T3 — Add lightweight `/state/deps` endpoint

id: CUST-WP-0039-T3
status: done
priority: high
state_hub_task_id: "cb7608d3-5dad-4b51-9b91-080539f7aa65"

workstreams.md and dependencies.md call /state/summary (a ~10-table query) only to extract open_workstreams[].{id, depends_on, blocks}. Add a dedicated endpoint that returns just this:

GET /state/deps
→ [{"id": "...", "title": "...", "status": "...", "depends_on": [...], "blocks": [...]}]

Query: SELECT id, title, status FROM workstreams WHERE status IN ('active','blocked') plus the dependency join — roughly 1/10th the work of the full summary.

Implementation: New route in api/routers/state.py (or a new deps.py). Schema: WorkstreamDepStub already exists in api/schemas/workstream_dependency.py — reuse or extend it.

T4 — Replace `/state/summary` in workstreams.md and dependencies.md

id: CUST-WP-0039-T4
status: done
priority: medium
depends_on: [CUST-WP-0039-T3]
state_hub_task_id: "b80dce9c-b1ef-4606-9460-5100d6f58bce"

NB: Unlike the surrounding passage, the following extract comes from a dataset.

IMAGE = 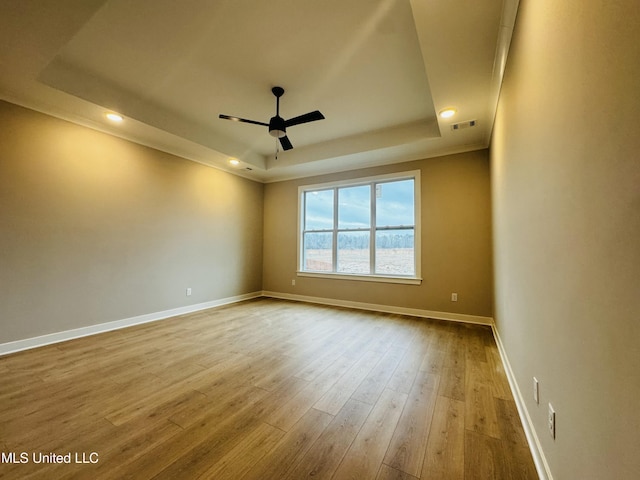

Switch workstreams.md and dependencies.md to use the new /state/deps endpoint instead of the full /state/summary. Both pages construct a dep-edge map from open_workstreams[].depends_on; /state/deps provides exactly that.

Changes:

dashboard/src/workstreams.md: replace apiFetch("/state/summary", ...) with apiFetch("/state/deps"), update the variable extraction (openWs = depsData)
dashboard/src/dependencies.md: same substitution, update edge-building loop

T5 — Consolidate index.md's 4 polling loops into 1

id: CUST-WP-0039-T5
status: done
priority: medium
state_hub_task_id: "7c2d5e01-9de5-48ad-aa0b-a37cf5332ad9"

index.md runs 4 independent while(true) generators (summaryState, sbomSnapState, regsState, wsChartState) that each sleep 60 s independently. They were split because different sections needed different data, but they all use POLL_HEAVY and can be unified into a single loop with one Promise.all that fetches all 8 endpoints together.

Benefits:

4 timers → 1: simpler, predictable, backoff applies uniformly
Fetch batching: all 8 requests fire simultaneously, most finish within the same server round-trip window
Simpler failure handling: one failures counter, one backoff

Approach: single pageState generator that yields a flat object with all fields (summary, snapshots, milestones, wsAll). Destructure at the use sites.

T6 — Full visibility-based polling pause in config.js

id: CUST-WP-0039-T6
status: done
priority: low
state_hub_task_id: "31b6a353-040a-4f87-b2f1-1deab5cf6191"

pollDelay() currently extends the interval to POLL_HIDDEN = 120 s when the tab is hidden. Change this to pause polling entirely while hidden and resume immediately on visibilitychange.